On 19 Feb 2014 20:22, "Eric Niebler" <eniebler_at_[hidden]> wrote:
>
> On 02/19/2014 10:54 AM, Ion Gaztañaga wrote:
> > El 18/02/2014 19:21, Adam Wulkiewicz escribió:
> >> I'll wait for the feedback from the rest of the community. Ion are you
> >> ok with this?
> >
> > A forward move iterator is very useful when inserting values in
> > containers. The forward property is used to know how many elements are
> > in the range. After that, each element is only moved once. I see no
> > problem with this approach.
>
> That's a very good example. Thanks. I need to think about whether that
> use case justifies the danger.
>

That isn't a compromise you need to make. I believe you are trying to
prevent cases of multiple moves where that is invalid. This doesn't and
shouldn't be done by piggybacking on traversal concepts. There are a number
of valid use cases that would be broken:
1. Distance before traversal. I have no concrete use cases of this one.
2. Reverse traversal. I have numerous examples of this in production.
3. Multipass traversal moving subsets of objects with each pass while
correctly avoiding multiple moves of an individual object. I have numerous
examples of this in production. In many cases one can refactor to a less
elegant single pass solution, however where I have state from initial
passes the refactoring would be very significant and make the code worse. I
would have to include additional copies or fork the move iterator.

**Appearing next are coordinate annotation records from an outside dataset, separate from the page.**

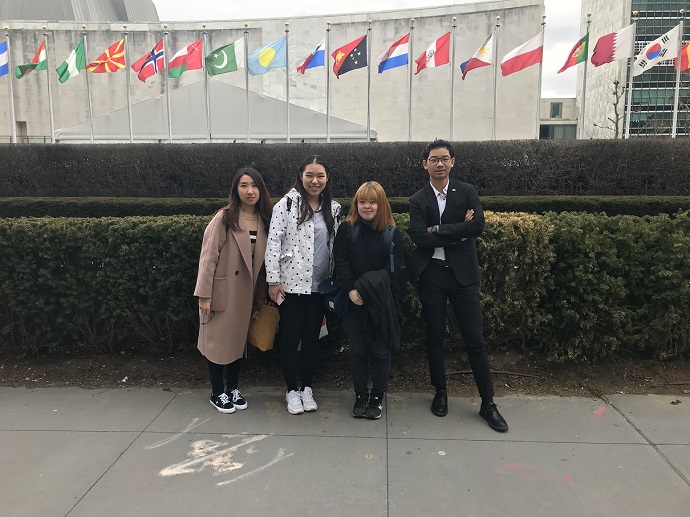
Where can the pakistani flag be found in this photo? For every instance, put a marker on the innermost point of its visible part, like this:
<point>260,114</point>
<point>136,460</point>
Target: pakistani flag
<point>226,59</point>
<point>75,62</point>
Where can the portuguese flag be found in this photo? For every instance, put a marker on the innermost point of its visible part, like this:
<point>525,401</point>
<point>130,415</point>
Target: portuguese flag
<point>189,58</point>
<point>578,54</point>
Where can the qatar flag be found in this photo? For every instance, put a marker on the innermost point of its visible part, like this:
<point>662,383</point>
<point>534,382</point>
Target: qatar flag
<point>525,55</point>
<point>614,46</point>
<point>437,54</point>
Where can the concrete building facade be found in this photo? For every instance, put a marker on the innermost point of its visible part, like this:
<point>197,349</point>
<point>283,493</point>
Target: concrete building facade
<point>652,92</point>
<point>517,102</point>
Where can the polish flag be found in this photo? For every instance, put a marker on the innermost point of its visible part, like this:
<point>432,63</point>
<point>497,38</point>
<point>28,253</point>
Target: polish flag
<point>525,55</point>
<point>617,45</point>
<point>482,57</point>
<point>437,54</point>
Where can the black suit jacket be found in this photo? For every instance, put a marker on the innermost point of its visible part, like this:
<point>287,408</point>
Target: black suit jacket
<point>462,254</point>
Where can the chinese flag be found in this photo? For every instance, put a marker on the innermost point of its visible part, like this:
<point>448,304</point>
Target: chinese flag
<point>112,60</point>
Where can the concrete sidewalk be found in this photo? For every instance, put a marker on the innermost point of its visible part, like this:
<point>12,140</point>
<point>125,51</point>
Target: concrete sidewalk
<point>149,452</point>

I think the danger you highlight is real, but I think the problem is
erroneous moves and the solution of adding tracking and assertions for this
is much more comprehensive and direct in addressing the problem.

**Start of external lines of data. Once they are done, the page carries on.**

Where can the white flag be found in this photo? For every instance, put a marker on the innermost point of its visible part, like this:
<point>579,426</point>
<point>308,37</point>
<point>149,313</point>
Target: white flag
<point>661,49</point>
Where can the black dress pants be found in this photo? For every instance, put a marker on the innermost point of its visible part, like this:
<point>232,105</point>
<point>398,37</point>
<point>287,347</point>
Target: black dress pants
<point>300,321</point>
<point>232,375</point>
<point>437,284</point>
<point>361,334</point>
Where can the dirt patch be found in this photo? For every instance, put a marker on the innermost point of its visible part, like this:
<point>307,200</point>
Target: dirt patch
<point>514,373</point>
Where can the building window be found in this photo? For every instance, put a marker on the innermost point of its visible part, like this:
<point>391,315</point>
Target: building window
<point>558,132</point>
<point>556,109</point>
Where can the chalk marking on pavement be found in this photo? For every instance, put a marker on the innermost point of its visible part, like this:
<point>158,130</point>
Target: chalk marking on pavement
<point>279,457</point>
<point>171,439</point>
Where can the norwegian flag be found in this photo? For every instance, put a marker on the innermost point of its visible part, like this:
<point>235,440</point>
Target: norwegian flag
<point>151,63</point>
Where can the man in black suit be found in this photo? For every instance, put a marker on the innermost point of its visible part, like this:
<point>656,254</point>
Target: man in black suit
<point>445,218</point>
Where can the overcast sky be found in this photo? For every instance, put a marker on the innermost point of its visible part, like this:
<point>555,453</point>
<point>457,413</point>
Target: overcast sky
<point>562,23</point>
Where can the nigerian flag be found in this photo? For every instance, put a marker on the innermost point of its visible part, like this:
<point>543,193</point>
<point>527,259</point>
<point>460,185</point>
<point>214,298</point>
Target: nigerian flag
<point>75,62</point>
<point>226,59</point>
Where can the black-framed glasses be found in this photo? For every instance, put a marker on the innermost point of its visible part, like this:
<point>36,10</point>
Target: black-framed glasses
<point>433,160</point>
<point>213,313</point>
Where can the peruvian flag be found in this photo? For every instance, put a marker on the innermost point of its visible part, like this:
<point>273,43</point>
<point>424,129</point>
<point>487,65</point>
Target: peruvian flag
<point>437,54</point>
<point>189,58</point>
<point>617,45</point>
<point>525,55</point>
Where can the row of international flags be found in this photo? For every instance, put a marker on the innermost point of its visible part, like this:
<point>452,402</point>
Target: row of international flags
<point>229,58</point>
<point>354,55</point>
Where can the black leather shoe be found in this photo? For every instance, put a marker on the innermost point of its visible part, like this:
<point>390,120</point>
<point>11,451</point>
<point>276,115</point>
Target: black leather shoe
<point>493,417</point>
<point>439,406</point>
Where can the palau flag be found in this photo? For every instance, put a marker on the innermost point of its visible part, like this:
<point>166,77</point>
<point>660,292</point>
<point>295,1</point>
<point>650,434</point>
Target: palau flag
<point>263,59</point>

Please don't increase restrictions on the move iterator. I know I can fork
the old code but I cannot believe I will be the only person left with
broken code from this change.

> Eric
>

I am sorry if I have repated myself. For my random access stride, sure it
only suffers an unnecessary performance penalty, but reverse is broken and
so are the other cases outlined above. Just having suboptimal striding was
enough to convince me since my applications are often very performance
oriented.

I hope I haven't annoyed anyone with my posts. I'm certainly trying not to.